CHP'nin ön ayak olmasıyla MSP'nin kapatılması önlenmişti.
Siyasi Partiler Kanunu'nunda yapılan değişikliğe göre kapatmaya ilişkin suç isnatları kesinleşmiş mahkeme kararlarına dayanacaktı. Dayanışmaya bakar mısınız?
Adalet Partisi ve MHP de destek vermişti. Gelin görün ki Baykal da unutmuş.
Balık hafızası diyeceğim ama..
O da yalan çıktı.
***
Olay şuydu..
Dönemin Yargıtay Başsavcısı MSP'ye ihtarda bulunmuştu.
İhtar gerekçesi MSP Lideri Erbakan'ın 1977'de Urfa'da yaptığı konuşmaydı.
Eğer MSP, kendi liderini ihraç etmezse duman olacaktı.
Yani kapatılacaktı. Durum tuhaftı.
Bir ay sonra Ecevit, Başbakan oldu.
MSP'nin durumunu parti yönetiminde gündeme getirdi. Saatlerce tartıştılar. Ecevit son noktayı koydu:
“MSP kapatılırsa bunun politik yükü üzerimizde kalır.”

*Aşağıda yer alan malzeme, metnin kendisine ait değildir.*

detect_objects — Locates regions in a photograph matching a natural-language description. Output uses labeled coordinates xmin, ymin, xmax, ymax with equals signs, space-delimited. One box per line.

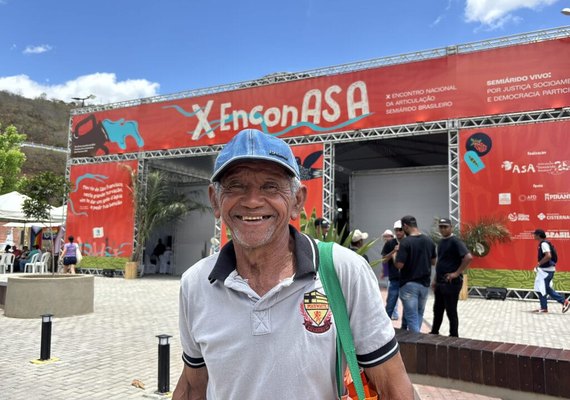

CHP, “Erbakan ve MSP'nin savunulması” kararı aldı.
Kayra'nın ibaresi aynen böyle.
Kararın gereği de yerine getirildi.
Cumhurbaşkanı Fahri Korutürk'ün vetosuna rağmen değişiklik gerçekleşti.
Erbakan da kurtuldu.. MSP'de.
***
Yalçın Doğan “Dar Sokakta Siyaset” kitabında genişçe anlatır.
12 Eylül askeri yönetimi partileri kapatacaktı. Kimi Adalet Parti'liler seviniyordu. 27 Mayısçılar DP'yi kapatmış, CHP'yi açık tutmuştular.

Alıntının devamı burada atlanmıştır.